Further, a minimum operating voltage of the related-art reference voltage circuit having the above-mentioned configuration is a power supply voltage with which the NMOS transistor 103 or the PMOS transistor 106 can perform the saturated operation. That is, the minimum operating voltage is a higher one of a voltage obtained by adding the overdrive voltage of the NMOS transistor 103 to a voltage obtained by adding an absolute value of a threshold voltage of the PMOS transistor 107 and an overdrive voltage thereof, and a voltage obtained by adding an overdrive voltage of the PMOS transistor 106 to a voltage obtained by adding the threshold voltage of the NMOS transistor 102 and the overdrive voltage thereof.
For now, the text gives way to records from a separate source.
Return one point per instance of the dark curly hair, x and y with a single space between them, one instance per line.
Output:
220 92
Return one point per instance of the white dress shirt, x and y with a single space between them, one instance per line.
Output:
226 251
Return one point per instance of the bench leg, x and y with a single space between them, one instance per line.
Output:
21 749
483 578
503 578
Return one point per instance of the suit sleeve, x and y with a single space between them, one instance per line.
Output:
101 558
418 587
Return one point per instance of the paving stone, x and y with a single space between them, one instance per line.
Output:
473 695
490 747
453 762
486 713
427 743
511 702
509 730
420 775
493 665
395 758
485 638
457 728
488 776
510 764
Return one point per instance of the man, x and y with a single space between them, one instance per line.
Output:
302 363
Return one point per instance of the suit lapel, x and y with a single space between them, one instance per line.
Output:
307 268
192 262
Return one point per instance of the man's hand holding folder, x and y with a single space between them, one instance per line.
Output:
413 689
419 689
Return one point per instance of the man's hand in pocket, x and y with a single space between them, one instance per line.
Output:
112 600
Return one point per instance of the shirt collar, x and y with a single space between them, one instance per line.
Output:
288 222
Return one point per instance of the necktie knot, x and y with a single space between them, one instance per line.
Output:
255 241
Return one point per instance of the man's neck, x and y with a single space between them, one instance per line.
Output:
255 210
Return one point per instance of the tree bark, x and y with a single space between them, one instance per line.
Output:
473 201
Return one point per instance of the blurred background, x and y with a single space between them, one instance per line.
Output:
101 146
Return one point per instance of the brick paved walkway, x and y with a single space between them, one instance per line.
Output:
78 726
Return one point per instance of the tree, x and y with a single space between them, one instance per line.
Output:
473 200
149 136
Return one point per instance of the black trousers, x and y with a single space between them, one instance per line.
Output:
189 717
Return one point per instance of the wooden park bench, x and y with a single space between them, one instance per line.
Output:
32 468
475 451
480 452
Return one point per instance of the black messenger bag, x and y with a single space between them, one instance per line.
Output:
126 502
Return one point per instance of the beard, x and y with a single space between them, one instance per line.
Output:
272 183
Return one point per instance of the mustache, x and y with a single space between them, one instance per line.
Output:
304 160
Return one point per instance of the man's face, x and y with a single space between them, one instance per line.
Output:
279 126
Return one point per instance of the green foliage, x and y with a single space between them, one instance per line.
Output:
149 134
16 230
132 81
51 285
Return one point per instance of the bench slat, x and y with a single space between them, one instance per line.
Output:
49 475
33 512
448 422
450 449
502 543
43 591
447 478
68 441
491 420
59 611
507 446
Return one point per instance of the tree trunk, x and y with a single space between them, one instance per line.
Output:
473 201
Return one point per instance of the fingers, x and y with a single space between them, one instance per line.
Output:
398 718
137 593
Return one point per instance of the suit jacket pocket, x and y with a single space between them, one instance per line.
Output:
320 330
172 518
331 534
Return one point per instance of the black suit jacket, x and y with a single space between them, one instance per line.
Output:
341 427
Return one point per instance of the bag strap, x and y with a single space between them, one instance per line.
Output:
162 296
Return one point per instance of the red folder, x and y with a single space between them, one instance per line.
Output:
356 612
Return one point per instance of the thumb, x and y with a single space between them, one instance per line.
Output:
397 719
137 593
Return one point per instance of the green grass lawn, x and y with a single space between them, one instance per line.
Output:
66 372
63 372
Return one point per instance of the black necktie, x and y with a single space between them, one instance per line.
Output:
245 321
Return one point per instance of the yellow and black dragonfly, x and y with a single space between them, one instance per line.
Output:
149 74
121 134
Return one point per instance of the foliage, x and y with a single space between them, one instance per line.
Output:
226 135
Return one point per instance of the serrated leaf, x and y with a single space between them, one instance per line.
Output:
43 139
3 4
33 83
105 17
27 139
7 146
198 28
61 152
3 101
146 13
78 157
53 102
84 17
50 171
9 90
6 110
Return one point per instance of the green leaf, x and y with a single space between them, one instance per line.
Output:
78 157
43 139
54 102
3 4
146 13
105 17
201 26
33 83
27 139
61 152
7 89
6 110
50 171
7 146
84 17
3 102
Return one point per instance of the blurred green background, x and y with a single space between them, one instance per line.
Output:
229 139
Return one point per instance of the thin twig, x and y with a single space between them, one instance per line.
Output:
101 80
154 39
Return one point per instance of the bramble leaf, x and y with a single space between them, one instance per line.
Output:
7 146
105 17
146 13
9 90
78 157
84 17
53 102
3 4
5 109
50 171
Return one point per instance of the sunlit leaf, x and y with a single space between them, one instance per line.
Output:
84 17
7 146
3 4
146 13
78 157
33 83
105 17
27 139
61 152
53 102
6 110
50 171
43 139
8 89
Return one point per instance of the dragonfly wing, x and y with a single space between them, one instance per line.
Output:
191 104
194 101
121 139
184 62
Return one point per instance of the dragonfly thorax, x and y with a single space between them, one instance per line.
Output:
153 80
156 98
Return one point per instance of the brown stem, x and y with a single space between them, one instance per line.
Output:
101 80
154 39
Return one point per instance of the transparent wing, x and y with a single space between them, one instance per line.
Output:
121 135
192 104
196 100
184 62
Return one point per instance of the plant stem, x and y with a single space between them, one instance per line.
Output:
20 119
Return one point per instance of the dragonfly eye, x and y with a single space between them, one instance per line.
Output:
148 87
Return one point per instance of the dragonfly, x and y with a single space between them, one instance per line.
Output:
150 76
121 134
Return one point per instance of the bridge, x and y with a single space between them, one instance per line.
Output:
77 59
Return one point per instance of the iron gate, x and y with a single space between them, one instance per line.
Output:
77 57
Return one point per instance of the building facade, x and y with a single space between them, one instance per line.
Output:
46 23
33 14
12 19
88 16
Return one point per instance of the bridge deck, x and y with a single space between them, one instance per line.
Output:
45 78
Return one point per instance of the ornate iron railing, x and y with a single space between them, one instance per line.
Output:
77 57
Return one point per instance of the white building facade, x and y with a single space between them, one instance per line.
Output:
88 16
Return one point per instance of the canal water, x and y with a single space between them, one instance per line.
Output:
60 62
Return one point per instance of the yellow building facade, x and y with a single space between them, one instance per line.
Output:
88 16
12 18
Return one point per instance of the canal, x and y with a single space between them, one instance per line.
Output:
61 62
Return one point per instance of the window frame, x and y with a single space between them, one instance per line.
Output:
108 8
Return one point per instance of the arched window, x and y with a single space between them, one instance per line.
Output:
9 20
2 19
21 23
If the overdrive voltages are set to be values small enough to be ignored, the minimum operating voltage can be reduced to a higher one of the absolute value of the threshold voltage of the PMOS transistor 107 and the threshold voltage of the NMOS transistor 102.
As described above, the related-art reference voltage circuit is capable of outputting a voltage that is less liable to change due to a temperature change and operating at low voltage, but has a problem in that the reference voltage circuit requires an additional circuit when outputting a GND terminal reference, resulting in an increase in current consumption due the addition of the circuit.